Richard Saltoun Gallery is delighted to represent the Estate of Romany Eveleigh and African Canadian artist Jan Wade.
The gallery will debut Eveleigh and Wade’s work in the UK at the upcoming editions of Frieze Masters and 1-54 Contemporary African Art Fair respectively.
Romany Eveleigh’s work stands out for her uncompromising sign-based vocabulary rooted in a minimalist aesthetic, which places painting in a philosophical dimension. Born in London in 1934, Eveleigh spent most of her life in Rome, where she married the photojournalist Anna Baldazzi and was introduced to the radical feminist movement led by the lesbian activist Michèle Causse, the artist's most prominent supporter. Working in relative solitude, Eveleigh approached art-making as a form of contemplative mark-making, borrowing techniques and materials from the world of writing and printing.
For her UK debut at Frieze masters, Richard Saltoun Gallery will present a solo booth showcasing the artist’s most important bodies of work, including the Pages series (1972-1974). Richard Saltoun Gallery will represent the Estate of Romany Eveleigh in collaboration with Galerie Bellemare Lambert, Montreal, Canada.
Drawing on her Southern-American roots and African diasporic spiritual practices, Jan Wade's work explores Black post-colonial identity, ethnicity, and spirituality. She produces paintings, textiles and a mixed-media works that feature slogans and symbols - like the cross, guns and money - and are made entirely from found or readymade objects, and recycled materials.

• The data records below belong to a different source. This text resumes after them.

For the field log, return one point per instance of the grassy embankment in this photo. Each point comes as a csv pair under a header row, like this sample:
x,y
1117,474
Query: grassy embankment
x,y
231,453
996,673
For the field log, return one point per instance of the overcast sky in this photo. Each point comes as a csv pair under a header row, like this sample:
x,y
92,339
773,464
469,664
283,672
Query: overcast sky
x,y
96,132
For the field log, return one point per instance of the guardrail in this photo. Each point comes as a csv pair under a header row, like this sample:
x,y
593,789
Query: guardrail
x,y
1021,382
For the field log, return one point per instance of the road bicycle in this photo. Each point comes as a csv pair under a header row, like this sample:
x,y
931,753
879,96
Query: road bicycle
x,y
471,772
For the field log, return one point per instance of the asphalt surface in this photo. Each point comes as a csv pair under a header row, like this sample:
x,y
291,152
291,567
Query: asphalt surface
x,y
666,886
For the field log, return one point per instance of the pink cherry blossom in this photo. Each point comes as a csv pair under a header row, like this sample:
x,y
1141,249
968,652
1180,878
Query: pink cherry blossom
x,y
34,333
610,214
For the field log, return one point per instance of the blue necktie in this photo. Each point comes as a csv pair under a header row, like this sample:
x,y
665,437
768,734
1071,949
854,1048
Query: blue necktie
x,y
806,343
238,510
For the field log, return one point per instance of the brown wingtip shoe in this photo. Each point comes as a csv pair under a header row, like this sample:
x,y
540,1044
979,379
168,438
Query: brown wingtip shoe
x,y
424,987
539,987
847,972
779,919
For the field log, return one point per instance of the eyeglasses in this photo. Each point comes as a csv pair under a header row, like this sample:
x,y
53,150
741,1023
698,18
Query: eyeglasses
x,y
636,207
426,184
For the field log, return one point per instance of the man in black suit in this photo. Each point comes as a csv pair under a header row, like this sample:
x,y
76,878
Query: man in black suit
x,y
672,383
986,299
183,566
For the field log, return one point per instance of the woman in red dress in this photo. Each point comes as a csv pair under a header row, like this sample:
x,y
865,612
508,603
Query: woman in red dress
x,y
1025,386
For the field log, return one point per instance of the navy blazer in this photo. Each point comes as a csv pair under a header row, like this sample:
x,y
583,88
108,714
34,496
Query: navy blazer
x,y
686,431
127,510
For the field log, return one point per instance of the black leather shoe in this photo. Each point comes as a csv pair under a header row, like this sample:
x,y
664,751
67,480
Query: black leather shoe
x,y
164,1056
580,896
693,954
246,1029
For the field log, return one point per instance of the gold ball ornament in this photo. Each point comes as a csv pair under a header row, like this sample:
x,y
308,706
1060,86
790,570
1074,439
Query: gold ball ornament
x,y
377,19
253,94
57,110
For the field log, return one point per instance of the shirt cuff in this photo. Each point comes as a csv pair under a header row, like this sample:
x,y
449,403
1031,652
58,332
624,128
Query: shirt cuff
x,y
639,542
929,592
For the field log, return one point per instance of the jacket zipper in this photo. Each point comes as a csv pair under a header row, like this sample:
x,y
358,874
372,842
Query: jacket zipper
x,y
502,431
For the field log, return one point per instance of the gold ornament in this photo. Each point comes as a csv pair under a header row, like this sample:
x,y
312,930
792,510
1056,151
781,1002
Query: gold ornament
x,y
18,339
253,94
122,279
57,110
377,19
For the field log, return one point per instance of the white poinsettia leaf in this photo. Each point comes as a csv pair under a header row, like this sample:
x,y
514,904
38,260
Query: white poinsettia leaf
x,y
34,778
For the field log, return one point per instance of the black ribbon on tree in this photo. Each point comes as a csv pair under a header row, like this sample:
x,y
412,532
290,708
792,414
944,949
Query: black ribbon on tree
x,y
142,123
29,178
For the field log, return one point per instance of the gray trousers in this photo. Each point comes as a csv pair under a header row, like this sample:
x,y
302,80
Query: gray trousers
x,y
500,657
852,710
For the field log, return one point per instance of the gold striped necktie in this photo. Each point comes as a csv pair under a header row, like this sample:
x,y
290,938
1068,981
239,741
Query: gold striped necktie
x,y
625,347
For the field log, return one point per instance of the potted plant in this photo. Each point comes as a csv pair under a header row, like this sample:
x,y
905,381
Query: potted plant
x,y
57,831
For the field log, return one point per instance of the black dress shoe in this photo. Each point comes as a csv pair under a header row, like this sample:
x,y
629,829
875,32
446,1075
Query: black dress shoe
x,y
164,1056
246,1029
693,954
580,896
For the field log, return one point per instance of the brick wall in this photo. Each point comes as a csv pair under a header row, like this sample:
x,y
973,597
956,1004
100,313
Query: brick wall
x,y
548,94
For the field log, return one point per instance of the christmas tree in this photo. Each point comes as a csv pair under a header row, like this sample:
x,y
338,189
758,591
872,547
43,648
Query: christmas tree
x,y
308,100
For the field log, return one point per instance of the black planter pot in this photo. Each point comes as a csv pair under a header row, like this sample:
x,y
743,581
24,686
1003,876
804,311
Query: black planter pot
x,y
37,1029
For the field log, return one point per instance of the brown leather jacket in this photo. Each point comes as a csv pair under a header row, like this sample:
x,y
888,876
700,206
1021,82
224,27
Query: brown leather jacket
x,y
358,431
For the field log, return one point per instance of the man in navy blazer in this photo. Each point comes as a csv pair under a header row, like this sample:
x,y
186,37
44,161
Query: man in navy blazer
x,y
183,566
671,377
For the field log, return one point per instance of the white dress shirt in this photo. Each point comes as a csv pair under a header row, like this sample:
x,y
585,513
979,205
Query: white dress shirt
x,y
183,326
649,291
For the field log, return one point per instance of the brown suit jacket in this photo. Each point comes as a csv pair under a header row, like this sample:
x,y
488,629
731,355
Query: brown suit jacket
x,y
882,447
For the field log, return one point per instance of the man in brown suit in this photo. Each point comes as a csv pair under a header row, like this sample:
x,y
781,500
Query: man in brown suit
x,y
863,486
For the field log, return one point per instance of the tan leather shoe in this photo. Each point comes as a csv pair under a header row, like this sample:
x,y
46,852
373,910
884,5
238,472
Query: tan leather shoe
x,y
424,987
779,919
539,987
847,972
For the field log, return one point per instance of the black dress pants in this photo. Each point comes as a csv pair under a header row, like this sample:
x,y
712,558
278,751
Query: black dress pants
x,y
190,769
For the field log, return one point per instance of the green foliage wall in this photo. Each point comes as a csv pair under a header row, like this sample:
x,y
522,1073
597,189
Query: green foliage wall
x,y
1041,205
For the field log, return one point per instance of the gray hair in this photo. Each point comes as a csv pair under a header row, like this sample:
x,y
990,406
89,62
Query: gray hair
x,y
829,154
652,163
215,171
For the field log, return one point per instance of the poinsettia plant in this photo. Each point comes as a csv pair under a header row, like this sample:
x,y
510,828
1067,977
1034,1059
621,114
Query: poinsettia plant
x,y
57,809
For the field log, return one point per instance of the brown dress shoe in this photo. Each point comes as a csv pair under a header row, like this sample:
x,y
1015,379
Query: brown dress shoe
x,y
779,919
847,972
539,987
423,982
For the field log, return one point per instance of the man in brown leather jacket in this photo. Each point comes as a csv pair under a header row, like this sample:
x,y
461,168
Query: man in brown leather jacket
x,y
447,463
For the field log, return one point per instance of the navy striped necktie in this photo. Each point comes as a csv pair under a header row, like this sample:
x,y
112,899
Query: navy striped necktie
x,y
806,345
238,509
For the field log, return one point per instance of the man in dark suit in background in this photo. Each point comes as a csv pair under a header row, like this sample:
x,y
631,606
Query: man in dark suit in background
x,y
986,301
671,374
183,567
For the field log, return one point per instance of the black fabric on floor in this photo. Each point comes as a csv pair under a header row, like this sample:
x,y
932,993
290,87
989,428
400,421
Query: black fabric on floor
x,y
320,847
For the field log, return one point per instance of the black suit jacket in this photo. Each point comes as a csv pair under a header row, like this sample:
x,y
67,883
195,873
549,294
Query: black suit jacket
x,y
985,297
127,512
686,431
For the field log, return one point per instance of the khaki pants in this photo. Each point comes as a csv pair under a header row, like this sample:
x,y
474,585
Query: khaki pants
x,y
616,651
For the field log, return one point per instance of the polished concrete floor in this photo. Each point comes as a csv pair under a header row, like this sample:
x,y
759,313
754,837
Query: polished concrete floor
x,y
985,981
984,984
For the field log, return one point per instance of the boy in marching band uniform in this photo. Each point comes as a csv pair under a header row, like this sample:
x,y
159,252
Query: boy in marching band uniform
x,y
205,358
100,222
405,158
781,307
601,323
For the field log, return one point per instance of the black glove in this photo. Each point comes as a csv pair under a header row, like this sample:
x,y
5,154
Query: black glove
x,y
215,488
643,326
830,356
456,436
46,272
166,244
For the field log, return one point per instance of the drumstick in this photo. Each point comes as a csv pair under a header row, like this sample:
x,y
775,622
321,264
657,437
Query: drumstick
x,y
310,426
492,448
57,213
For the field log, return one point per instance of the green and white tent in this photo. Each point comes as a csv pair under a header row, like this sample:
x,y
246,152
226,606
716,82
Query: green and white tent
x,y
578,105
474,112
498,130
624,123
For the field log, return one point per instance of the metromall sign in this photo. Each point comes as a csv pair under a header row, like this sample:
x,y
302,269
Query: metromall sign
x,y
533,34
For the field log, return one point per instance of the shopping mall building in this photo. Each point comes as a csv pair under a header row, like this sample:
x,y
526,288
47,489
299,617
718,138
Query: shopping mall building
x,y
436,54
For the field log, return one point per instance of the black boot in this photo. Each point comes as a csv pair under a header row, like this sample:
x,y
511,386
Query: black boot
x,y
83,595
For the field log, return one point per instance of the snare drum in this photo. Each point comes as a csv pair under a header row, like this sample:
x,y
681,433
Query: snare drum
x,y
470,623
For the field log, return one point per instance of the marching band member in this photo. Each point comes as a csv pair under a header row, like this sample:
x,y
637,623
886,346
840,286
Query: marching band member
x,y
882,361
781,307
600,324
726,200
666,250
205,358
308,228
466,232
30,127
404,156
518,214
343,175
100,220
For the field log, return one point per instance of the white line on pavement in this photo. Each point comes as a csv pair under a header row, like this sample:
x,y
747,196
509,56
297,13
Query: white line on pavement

Wade’s formative years were heavily influenced by her local African Methodist Episcopal Church, slave cultures and spiritual practices, the civil rights movement, and Southern US Black culture and aesthetics. Her work stems from personal experience but seeks to articulate a new understanding of her ancestors’ traumas and the discrimination they themselves suffered. Reflecting where she came from and who she is, Wade’s unique artistic journey is marked by empowerment, hope and radical joy.